While Ramon was still wondering if he should attempt to shake hands with it, Maneck abruptly reached out and took him by the shoulders, lifted him like a doll, and held him immobile in the air. Ramon fought instinctively - nights at the bar and in the street coming back to his arms and legs in a rage. He might as well have punched the ocean. Maneck didn't budge.
Up from the pit rose a pale white snake.
Ramon watched in horrified fascination. It was obviously a cable of some sort - two bare wires protruded from the visible end - but its movements were so supple and lifelike that he could not help but think of it as a pale and sinister cobra. It reared almost to eye level, swayed slowly from side to side, and aimed its blind pallid head at Ramon. The head quivered slightly, as though the snake was testing the air in search of its prey. Then it stretched out toward him.
Again Ramon tried desperately to break free, but Maneck wrenched him effortlessly back into position. As the cable-snake came closer, he saw that it was pulsating rhythmically, and that the two naked wires in its head were vibrating like a serpent's flickering tongue. His flesh crawled and he felt his testicles retract. He felt his nakedness vividly now - he was unprotected, helpless, all of the soft, vulnerable parts of his body exposed to the hostile air.
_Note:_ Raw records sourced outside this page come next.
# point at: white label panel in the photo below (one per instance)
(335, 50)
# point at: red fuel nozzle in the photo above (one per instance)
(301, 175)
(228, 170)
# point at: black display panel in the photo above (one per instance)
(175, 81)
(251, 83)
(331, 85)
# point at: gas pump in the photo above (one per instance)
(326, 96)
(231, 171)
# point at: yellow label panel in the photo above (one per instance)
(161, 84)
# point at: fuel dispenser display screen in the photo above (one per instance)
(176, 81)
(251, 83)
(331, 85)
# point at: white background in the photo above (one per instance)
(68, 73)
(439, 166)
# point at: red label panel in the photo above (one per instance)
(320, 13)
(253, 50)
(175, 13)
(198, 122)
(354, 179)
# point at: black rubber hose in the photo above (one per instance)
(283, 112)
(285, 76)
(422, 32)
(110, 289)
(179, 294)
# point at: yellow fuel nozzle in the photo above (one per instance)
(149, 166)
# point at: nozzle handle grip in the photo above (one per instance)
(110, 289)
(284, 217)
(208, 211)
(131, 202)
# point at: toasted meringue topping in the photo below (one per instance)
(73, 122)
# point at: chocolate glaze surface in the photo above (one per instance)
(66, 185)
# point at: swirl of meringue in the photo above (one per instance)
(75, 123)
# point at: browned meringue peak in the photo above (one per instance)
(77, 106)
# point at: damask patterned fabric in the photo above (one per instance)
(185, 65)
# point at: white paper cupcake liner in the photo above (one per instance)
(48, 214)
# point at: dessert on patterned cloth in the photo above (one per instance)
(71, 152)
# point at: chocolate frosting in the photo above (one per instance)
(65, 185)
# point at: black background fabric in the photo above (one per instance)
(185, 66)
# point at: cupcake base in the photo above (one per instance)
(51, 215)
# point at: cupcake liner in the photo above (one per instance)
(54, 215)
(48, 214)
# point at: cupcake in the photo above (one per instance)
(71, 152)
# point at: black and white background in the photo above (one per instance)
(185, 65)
"I'll do it!" Ramon shrieked. "I said I'd do it! You don't have to do this to me! I'll help you!"
The cable touched the hollow of his throat.
Ramon felt a sensation like the touch of dead lips, a double pinprick of pain, a flash of intense cold. An odd, quivering shock ran up and down his body, as though someone were tracing his nervous system with feather fingers. His vision dimmed for a heartbeat, then came back. Maneck lowered him to the ground.
The cable was now embedded in his neck. Fighting nausea, he reached up and took hold of it, feeling it pulse in his hands. It was warm to the touch, like human flesh. He pulled at it tentatively, then tugged harder. He felt the flesh of his throat move when he tugged. To rip it free would obviously be as difficult as tearing off his own nose. The cable pulsed again, and Ramon realized that it was pulsing in time to the beating of his heart. As he watched, it seemed to darken slowly, as if it were filling with his blood.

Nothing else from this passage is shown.